The following graph shows the speedup over baseline for each benchmark:
Key observations.
- All but 1 benchmark (
600.perlbench_s
) are improved by the patch - Average speedup is 12.7%
- Maximum speedup is 34.7% (
628.pop2_s
)
2024-07-17
- Paolo Update the cover letter to acknowledge the proximity of the code freeze and specify that we aim at the next release.
- Paolo Account for regular checks on comments and time required to address feedback on the patch.
- Paolo, Jeremy breakout of performance of the two contributions for the RISC-V Summit proposal.
2024-07-03
- Jeremy, Paolo, Helene to share SSH keys with Nathan so that they can have access to a BananaPi board with RVV 1.0.
- Done.
2024-06-05
- Paolo Check behaviour of QEMU with tail bytes.
- Deferred to prioritize host targeted optimization work.
2024-05-15
- Jeremy to look at impact of masked v unmasked and strided v unstrided on vector operations.
- lower proirity.
2024-05-08
- Jeremy to characterise QEMU floating point performance and file it as a performance regression issue in QEMU GitLab.
- low priority, deferred to prioritize the smoke tests work.
2024-05-01
- Daniel to advise Paolo on best practice for preparing QEMU upstream submissions.
The risk register is held in a shared spreadsheet, which is updated continuously.
There are no changes to the risk register this week.

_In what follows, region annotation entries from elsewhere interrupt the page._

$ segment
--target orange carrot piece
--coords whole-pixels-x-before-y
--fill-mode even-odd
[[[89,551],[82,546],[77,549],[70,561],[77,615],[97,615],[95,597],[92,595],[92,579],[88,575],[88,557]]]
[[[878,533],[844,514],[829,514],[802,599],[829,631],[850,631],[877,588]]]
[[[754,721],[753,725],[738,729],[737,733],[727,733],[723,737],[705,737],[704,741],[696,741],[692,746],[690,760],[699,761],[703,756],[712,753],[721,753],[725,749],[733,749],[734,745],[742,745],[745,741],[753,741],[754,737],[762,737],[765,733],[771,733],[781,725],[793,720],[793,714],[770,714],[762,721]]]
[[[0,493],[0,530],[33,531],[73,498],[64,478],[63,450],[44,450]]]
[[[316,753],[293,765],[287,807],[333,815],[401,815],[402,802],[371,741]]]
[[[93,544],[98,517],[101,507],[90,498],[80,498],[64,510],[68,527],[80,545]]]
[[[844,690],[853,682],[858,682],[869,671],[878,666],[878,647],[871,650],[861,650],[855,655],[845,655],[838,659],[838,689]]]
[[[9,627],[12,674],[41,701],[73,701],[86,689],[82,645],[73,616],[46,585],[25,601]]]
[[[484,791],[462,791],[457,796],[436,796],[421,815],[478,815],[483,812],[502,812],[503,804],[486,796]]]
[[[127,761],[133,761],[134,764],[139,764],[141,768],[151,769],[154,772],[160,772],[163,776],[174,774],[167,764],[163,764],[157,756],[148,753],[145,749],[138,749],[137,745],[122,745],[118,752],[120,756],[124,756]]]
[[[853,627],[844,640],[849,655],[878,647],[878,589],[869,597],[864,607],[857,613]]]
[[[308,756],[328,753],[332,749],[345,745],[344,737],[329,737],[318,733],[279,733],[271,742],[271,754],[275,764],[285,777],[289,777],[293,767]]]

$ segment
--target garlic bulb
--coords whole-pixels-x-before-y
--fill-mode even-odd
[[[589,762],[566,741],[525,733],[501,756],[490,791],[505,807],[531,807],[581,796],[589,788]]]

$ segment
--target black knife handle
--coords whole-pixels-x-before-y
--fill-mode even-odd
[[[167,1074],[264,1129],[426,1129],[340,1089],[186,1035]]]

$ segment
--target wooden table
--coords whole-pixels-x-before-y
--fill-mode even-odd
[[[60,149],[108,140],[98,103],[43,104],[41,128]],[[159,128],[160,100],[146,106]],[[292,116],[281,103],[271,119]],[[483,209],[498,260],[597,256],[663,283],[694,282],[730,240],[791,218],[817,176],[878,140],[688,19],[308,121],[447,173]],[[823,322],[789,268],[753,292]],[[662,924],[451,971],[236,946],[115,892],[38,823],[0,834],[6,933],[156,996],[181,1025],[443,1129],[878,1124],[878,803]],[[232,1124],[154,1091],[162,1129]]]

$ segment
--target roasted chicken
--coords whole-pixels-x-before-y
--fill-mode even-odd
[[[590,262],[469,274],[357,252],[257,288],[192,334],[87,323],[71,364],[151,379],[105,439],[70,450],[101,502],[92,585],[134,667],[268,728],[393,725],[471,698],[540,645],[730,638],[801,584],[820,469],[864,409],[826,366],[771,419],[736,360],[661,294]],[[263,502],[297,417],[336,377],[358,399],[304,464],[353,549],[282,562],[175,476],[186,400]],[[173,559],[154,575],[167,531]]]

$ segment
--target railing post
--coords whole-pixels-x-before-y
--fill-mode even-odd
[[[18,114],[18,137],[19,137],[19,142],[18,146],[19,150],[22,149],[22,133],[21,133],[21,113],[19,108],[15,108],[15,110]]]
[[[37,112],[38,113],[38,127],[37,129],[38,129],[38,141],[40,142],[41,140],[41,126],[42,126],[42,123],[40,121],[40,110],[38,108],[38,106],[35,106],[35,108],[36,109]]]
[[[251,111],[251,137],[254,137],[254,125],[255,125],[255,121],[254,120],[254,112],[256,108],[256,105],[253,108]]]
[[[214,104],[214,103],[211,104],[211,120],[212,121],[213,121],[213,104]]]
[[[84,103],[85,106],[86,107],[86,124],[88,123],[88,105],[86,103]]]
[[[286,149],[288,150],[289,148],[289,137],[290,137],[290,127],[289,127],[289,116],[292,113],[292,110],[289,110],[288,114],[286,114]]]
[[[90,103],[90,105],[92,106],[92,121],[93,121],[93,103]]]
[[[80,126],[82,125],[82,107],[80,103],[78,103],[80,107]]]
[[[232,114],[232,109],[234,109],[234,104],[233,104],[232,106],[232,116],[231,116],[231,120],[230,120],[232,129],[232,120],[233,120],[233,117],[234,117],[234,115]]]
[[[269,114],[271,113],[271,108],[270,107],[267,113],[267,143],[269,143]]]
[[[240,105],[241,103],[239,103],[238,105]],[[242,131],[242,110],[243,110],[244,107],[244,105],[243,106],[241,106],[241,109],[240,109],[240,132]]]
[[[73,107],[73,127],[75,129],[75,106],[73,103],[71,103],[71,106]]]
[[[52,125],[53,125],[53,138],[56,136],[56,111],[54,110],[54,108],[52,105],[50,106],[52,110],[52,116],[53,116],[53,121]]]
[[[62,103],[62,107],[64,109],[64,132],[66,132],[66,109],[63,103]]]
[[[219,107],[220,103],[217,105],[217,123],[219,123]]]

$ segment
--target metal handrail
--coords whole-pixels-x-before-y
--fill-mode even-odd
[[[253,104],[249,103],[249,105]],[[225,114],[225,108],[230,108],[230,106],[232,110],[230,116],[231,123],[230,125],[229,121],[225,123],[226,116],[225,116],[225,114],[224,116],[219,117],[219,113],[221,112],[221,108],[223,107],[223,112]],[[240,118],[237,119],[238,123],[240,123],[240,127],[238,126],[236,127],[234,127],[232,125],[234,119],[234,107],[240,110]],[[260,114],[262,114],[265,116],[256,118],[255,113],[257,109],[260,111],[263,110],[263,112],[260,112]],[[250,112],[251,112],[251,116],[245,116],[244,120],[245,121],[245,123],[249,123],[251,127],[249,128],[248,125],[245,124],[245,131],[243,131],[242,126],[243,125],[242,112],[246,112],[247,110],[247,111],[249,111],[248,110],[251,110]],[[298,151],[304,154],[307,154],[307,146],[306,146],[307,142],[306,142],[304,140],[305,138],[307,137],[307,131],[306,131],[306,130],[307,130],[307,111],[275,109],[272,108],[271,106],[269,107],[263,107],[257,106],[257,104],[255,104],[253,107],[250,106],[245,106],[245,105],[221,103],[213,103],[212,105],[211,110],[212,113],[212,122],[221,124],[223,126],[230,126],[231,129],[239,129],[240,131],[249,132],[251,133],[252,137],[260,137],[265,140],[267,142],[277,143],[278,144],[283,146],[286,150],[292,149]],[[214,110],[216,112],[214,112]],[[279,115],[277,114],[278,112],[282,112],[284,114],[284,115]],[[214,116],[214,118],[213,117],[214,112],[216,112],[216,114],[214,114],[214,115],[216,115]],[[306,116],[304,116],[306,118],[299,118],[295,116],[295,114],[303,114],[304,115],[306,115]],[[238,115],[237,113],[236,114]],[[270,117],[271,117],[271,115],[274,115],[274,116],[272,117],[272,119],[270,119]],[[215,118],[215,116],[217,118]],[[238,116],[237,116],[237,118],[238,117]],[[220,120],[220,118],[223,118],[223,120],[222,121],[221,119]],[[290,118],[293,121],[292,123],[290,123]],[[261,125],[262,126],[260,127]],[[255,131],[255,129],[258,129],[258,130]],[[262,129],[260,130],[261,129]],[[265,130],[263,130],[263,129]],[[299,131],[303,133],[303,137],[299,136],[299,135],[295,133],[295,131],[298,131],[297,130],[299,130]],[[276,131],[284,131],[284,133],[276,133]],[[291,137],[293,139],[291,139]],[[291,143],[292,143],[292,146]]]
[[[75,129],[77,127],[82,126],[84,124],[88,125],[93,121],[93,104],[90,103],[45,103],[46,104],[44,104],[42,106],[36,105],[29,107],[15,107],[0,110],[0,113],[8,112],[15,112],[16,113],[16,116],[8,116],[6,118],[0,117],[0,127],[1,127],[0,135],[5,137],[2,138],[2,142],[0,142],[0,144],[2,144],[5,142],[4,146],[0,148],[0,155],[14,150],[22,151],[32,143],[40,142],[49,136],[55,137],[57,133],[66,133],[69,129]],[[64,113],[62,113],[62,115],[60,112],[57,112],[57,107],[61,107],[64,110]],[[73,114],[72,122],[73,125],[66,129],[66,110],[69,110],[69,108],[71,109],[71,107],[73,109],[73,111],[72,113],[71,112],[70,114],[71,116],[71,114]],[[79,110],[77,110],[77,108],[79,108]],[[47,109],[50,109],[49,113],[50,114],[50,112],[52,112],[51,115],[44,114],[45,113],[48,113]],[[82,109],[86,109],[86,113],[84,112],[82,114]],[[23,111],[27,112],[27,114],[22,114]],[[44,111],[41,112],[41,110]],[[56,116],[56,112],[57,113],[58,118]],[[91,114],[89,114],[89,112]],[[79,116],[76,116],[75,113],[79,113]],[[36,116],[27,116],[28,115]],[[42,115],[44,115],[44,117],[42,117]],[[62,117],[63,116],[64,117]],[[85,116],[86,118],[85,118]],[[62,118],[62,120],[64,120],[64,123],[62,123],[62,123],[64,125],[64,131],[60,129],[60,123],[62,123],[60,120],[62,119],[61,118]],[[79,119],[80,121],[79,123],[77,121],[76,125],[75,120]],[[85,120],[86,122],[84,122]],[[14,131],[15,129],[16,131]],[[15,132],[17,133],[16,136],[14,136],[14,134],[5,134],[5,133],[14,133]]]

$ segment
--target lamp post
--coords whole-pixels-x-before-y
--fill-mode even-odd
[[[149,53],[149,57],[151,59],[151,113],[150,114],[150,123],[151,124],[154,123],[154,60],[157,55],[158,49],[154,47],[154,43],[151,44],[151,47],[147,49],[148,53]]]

Helene will be on vacation from the 29th of July to the 11th of August. Paolo will be on vacation on the 8th and 9th of August.
- Paolo Savini (Embecosm)
- Hélène Chelin (Embecosm)
- Jeremy Bennett (Embecosm)
- Hugh O'Keeffe (Ashling)
- Nadim Shehayed (Ashling)
- Daniel Barboza (Ventana)
Our current set of agreed priorities are as follows
- vector load/store ops for x86_64 AVX
- vector load/store ops for AArch64/Neon
- vector integer ALU ops for x86_64 AVX
- vector load/store ops for Intel AVX10
For each of these there will be an analysis phase and an optimization phase, leading to the following set of work packages.
- WP0: Infrastructure
- WP1: Analysis of vector load/store ops on x86_64 AVX
- WP2: Optimization of vector load/store ops on x86_64 AVX
- WP3: Analysis of vector load/store ops on AArch64/Neon
- WP4: Optimization of vector load/store ops on AArch64/Neon
- WP5: Analysis of integer ALU ops on x86_64 AVX
- WP6: Optimization of integer ALU ops on x86_64 AVX
- WP7: Analysis of vector load/store ops on Intel AVX10
- WP8: Optimization of vector load/store ops on Intel AVX10
These priorities can be revised by agreement with RISE during the project.